Brexit's First Wave Will Affect 10,000 UK Finance Jobs: Reuters Survey
According to a Reuters survey of firms employing the bulk of workers in international finance in Britain, if the UK is denied access to Europe’s single market, around 10,000 finance jobs will be shifted out of Britain or created overseas in the next few years.
 
The survey showed that with Paris a distant second, Frankfurt was by far the most popular destination for the new roles.
 
This is being claimed to be the first comprehensive public survey that included results from 123 firms, including the biggest banks, insurers, asset managers, private equity firms and exchanges in Britain, where the companies were asked about the specific details of their plans so far in case of a so-called “hard” Brexit.
 
Because of Brexit, which is due to take place in March 2019, nearly half of the companies surveyed said they would have to move staff or restructure their businesses. While another third said it would have no impact, the remainder said they were still deciding on their plans or declined to comment.
 
Answers from 39 companies employing at least 350,000 people formed the basis of the anticipated number of jobs to be moved or created overseas. Britain’s financial sector employs about 1.1 million people.
 
London will keep its place as the continent’s top finance centre, at least in the short term as the survey suggests that job losses from Brexit may be at the lower end of estimates by industry lobby groups and firms in the first wave of job losses, the survey findings suggest.
 
However, bigger moves could be in store in a decade or more, most respondents said\.
 
“If it is going to happen it won’t be in one big bang,” said a senior executive at one of Europe’s largest banks, which took part in the survey. “There will be a slow drain of jobs from London over a number of years.”
 
Hoping a soft Brexit can be negotiated in talks currently going on in Brussels, some financial institutions may be delaying decisions, the survey also suggests.
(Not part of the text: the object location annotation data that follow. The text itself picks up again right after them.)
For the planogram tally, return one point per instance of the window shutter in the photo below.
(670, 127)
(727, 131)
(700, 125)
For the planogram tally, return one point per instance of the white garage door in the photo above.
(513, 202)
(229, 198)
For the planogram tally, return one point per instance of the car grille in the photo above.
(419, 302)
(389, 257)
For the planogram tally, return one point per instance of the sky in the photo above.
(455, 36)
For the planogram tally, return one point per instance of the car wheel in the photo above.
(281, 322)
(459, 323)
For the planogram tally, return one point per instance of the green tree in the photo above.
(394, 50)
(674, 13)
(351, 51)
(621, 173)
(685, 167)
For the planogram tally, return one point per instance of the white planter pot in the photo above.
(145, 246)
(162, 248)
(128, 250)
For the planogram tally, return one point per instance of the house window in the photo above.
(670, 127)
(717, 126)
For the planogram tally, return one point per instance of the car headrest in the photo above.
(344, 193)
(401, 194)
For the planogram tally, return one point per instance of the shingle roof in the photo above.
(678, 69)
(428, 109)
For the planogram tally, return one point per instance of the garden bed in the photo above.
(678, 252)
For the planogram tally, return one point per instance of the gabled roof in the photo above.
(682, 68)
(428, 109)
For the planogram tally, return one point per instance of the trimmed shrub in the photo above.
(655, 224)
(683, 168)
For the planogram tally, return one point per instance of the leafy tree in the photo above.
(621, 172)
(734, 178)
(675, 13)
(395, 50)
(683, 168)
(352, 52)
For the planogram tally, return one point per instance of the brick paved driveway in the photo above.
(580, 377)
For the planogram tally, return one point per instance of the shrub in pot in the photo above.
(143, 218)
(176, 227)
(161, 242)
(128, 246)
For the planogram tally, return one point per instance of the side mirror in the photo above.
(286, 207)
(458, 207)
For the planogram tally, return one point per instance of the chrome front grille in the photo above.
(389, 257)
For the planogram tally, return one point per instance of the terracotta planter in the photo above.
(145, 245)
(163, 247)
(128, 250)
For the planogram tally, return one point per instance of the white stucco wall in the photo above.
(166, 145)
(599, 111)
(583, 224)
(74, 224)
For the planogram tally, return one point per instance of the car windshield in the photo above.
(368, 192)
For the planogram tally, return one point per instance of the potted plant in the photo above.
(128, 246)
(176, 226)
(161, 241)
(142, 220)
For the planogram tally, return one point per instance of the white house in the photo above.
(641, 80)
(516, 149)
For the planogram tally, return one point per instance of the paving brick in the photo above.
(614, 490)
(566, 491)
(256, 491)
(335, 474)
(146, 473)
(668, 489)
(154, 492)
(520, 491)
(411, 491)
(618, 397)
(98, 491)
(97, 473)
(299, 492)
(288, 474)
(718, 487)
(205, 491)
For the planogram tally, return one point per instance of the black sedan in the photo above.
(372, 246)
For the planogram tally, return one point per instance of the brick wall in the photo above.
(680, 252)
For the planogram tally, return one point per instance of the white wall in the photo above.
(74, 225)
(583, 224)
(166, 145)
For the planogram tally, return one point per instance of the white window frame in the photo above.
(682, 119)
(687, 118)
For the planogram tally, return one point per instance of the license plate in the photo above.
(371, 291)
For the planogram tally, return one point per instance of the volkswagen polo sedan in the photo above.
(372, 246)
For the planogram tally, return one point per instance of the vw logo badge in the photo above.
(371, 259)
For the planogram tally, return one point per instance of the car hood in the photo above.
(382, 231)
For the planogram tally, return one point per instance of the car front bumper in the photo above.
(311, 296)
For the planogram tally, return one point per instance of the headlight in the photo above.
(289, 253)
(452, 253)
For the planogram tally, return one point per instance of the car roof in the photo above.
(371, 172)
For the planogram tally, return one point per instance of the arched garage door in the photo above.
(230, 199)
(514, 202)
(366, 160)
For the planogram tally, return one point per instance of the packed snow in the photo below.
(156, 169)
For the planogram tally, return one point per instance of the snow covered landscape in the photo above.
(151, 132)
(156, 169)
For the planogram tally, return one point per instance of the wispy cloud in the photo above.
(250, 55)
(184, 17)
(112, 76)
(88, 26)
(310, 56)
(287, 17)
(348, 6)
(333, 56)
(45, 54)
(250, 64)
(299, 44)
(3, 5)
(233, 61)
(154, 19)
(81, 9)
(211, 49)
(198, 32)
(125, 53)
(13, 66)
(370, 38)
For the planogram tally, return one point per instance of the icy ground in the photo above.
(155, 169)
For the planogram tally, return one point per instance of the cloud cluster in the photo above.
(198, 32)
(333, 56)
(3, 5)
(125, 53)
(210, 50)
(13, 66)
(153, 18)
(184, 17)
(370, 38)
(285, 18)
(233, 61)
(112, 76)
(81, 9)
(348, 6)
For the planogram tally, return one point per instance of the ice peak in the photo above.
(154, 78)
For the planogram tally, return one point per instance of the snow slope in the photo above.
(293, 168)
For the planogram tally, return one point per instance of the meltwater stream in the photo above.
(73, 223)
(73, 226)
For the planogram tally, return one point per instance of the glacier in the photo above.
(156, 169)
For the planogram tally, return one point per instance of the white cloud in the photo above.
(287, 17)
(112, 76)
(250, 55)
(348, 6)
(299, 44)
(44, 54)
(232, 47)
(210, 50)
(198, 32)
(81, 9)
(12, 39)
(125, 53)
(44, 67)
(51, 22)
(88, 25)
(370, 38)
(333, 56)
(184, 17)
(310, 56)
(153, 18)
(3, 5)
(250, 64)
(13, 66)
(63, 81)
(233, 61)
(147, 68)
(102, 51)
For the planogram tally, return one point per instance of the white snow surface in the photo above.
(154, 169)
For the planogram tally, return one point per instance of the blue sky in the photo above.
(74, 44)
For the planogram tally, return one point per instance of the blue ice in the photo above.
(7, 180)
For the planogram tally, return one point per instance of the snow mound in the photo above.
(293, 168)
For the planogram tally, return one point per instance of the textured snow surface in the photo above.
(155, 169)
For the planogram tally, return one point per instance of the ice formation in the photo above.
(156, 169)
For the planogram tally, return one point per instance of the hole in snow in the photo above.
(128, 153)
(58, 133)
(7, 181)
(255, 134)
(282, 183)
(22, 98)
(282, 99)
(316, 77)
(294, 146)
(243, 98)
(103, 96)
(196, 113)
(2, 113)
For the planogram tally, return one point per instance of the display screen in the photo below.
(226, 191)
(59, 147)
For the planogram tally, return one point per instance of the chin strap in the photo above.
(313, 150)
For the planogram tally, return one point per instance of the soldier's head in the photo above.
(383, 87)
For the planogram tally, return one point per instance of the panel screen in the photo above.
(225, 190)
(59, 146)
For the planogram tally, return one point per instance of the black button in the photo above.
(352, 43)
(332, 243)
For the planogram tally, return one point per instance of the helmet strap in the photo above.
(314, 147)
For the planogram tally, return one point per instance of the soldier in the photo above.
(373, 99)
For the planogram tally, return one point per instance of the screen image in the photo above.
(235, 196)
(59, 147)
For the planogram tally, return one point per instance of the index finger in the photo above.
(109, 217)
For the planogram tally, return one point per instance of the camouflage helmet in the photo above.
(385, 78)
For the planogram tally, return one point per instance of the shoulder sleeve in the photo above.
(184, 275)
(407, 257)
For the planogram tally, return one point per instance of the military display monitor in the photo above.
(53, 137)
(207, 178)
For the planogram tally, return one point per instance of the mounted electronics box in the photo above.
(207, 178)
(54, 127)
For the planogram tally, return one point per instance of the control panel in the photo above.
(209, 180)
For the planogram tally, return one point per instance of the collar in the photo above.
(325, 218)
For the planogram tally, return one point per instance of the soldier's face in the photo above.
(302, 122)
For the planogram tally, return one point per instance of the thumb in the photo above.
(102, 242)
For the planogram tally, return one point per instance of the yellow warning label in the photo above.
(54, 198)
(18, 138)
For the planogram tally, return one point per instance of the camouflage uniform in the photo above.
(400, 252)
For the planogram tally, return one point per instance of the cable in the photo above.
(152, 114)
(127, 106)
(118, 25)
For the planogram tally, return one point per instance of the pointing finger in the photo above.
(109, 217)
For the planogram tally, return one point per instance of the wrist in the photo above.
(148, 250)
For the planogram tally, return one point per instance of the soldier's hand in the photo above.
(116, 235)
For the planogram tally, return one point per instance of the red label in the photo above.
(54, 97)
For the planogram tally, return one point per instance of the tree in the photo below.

By saying it’s important to start planning now, BoE Governor Mark Carney has specifically warned companies against that approach.
 
“They would like to think there is going to be a mutually easy way of dealing with financial services across the EU-UK border,” said Andrew Gray, global head of Brexit for financial services at PwC.
 
“So firms are finding it hard to land on precise plans.”
 
20 among the investment banks that earned the most fees from investment banking in Europe, the Middle East and Africa in 2016, according to Thomson Reuters’ data, were  included in the Reuters survey.
 
While some asked not to be named and for their data to be used only in aggregate, many participants gave only partial answers to the survey questions, however.
 
With the bulk of employees in the internationally focused financial sector, the number of workers employed by the 75 organisations who provided their staffing numbers added up to 484,578.
 
9,777 banking roles would be affected would be affected. The executives surveyed said that a period of duplication would result as many of those would be shifted out of the UK, but some would be new roles in Europe.
 
The survey showed that the asset management sector 311 need sot create roles while insurance companies said they planned to move or create about 98 jobs overseas.